Skills England asked the Microsoft-owned professional network to supply data to help build out the knowledge concept library, but LinkedIn declined to provide access at the level required.
The team had to build the database without arguably the single largest source of UK career data in existence.
Instead, they pulled from publicly available sources, the Skills England Occupational Standards, Ofqual registered qualifications, the Higher Education Coding of Subjects, and the 8 million job advert database.
What you can actually do with it
Open the UK Skills Explorer and you can type in a job title, a skill, a qualification, or a knowledge area, and the tool will pull up everything in the database connected to it.
Search “software developer,” and you get the full task list, the linked core skills, the relevant qualifications, and crucially, the other occupations those skills transfer to.
That transferability piece is the part most likely to matter to ordinary UK workers.
The SSC builds in a concept called “time to become competent”, which estimates how long it would take a competent person in one role to become competent in another, based on the overlap of their skills.
For a UK worker worried about whether AI or automation might come for their job, that is the closest thing yet to a publicly available national tool for figuring out where to jump next, and how long the jump would take.
Who Skills England thinks will use it
The pitch from Phil Smith, Chair of Skills England, is that the SSC is a common language for skills, and that it will benefit four audiences.
Employers can use it to assess workforce capability, identify gaps, and run skills-based recruitment.
Training providers can match curriculum design to actual labour market demand. Local and Mayoral Combined Authorities can forecast regional skills shortages.
Individual job seekers can identify which of their existing skills are transferable and which they would need to learn for a career change.
Peter Elias CBE, Professor of Employment Research at Warwick and the academic who led the project, said the SSC gives the UK its first “common and comprehensive language” for talking about skills.
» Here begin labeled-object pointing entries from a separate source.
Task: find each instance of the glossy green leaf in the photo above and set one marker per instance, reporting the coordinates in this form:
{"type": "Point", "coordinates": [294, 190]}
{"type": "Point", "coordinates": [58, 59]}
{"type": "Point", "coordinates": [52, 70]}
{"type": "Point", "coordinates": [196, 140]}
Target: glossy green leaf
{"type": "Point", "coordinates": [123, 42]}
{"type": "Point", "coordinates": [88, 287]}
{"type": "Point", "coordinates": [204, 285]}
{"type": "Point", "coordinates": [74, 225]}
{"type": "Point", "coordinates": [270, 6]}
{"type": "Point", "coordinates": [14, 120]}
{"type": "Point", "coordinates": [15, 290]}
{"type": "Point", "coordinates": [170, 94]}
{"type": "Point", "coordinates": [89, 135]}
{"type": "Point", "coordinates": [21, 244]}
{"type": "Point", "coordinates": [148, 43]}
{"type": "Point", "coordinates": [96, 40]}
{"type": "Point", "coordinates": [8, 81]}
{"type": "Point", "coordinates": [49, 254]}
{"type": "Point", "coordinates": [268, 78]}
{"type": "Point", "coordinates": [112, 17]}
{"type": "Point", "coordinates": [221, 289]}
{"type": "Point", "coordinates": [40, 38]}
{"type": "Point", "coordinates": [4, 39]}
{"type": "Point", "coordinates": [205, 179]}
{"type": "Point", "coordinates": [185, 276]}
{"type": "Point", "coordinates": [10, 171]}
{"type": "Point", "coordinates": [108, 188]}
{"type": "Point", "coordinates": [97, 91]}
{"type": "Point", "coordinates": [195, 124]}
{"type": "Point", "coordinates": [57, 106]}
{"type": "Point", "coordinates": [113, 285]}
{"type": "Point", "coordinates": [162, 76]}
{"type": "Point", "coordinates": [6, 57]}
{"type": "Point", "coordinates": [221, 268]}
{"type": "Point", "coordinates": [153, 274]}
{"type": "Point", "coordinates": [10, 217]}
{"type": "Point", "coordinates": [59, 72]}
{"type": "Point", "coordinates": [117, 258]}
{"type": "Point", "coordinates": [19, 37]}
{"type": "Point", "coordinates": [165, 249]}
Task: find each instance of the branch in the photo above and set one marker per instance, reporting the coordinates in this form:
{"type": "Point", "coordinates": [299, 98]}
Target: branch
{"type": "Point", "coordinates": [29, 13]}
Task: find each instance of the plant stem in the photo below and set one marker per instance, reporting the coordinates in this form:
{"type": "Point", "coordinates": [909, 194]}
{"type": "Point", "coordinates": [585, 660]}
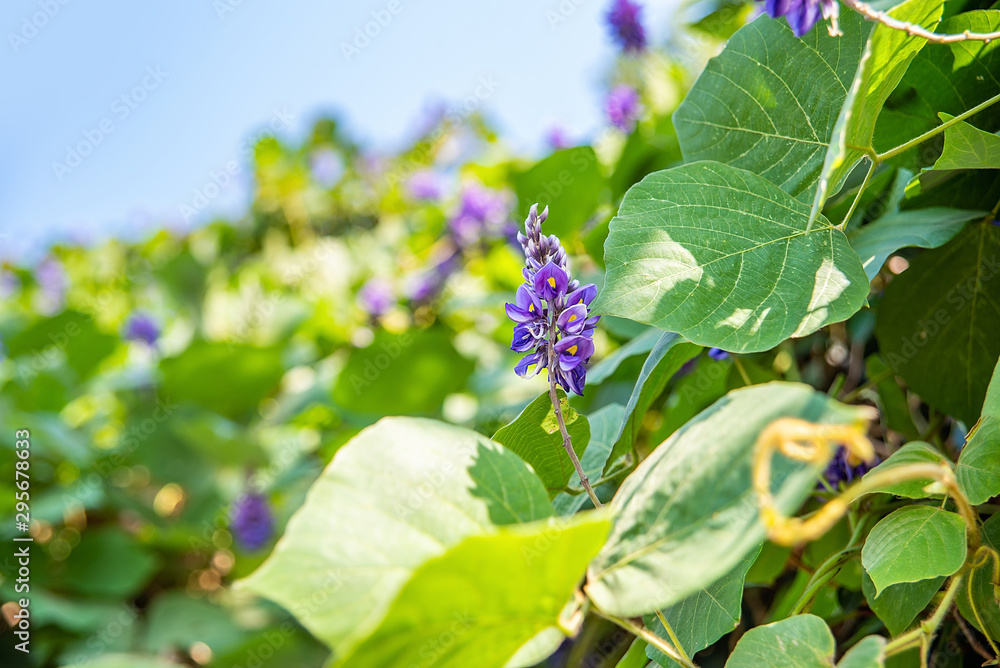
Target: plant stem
{"type": "Point", "coordinates": [881, 157]}
{"type": "Point", "coordinates": [873, 14]}
{"type": "Point", "coordinates": [650, 637]}
{"type": "Point", "coordinates": [557, 406]}
{"type": "Point", "coordinates": [927, 629]}
{"type": "Point", "coordinates": [673, 636]}
{"type": "Point", "coordinates": [857, 198]}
Andy Dickerson, Professor at the University of Sheffield, framed it more bluntly: in an era of rapid AI and green transformation, the SSC is the “foundational infrastructure” for a more responsive British workforce.
Michael Englard, CEO of Skills Builder Partnership, called it “actionable intelligence” for employers, educators, and young people.
Alex Hall-Chen, Principal Policy Advisor at the Institute of Directors, said the framework represents “significant progress” towards clearer workforce planning.
Version 1.0 of the classification is live now under an Open Government Licence, meaning anyone, including private companies and competing platforms, can download and build on the underlying data.
A fuller final development report is due alongside an expanded release in spring 2026.